Lantas bagaimana dengan sengketa Pilkada Bolmong 2024, apakah akan ke tahap selanjutnya atau gugur dalam putusan Dismissal nanti?.
Pandangan ahli hukum soal sengketa Pilkada Bolmong 2024
Jein Djauhari, Ketua Dewan Pimpinan Cabang (DPC) Perhimpunan Advokat Indonesia (PERADI), Kota Kotamobagu, menuturkan berdasarkan Posita atau uraian dalil gugatan dari pemohon (pasangan nomor urut 1 Sukron Mamonto-Refly Stenly Ombuh) itu ada dua poin.
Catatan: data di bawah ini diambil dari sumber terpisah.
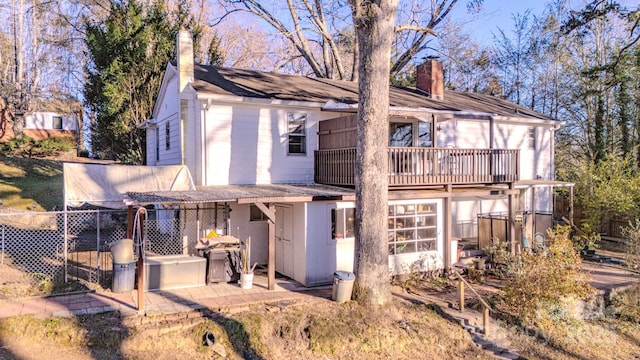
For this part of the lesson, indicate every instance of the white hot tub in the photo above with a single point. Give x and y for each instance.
(174, 271)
Pertama, katanya terkait dugaan pelanggaran administrasi dari Calon Bupati Nomor Urut 2, Yusra Alhabsyi yang tak mengundurkan diri dari posisi Anggota DPRD Sulawesi Utara periode 2024-2029.
Poin keduanya itu, pemohon mendalilkan politik uang yang diduga dilakukan pasangan calon nomor urut 3, Limi Mokodompit-Welty Komaling.
“Dua hal di atas memiliki konsekuensi, untuk dapat didiskualifikasi, kalau kemudian terbukti melanggar. Secara administrasi yah,” ungkap Jein, Jumat 31 Januari 2025.
Lanjutnya, untuk kasus pasangan nomor urut 2 sebenarnya, itu proses nya dalam sengketa proses, mengenai syarat calon dan itu sudah lewat.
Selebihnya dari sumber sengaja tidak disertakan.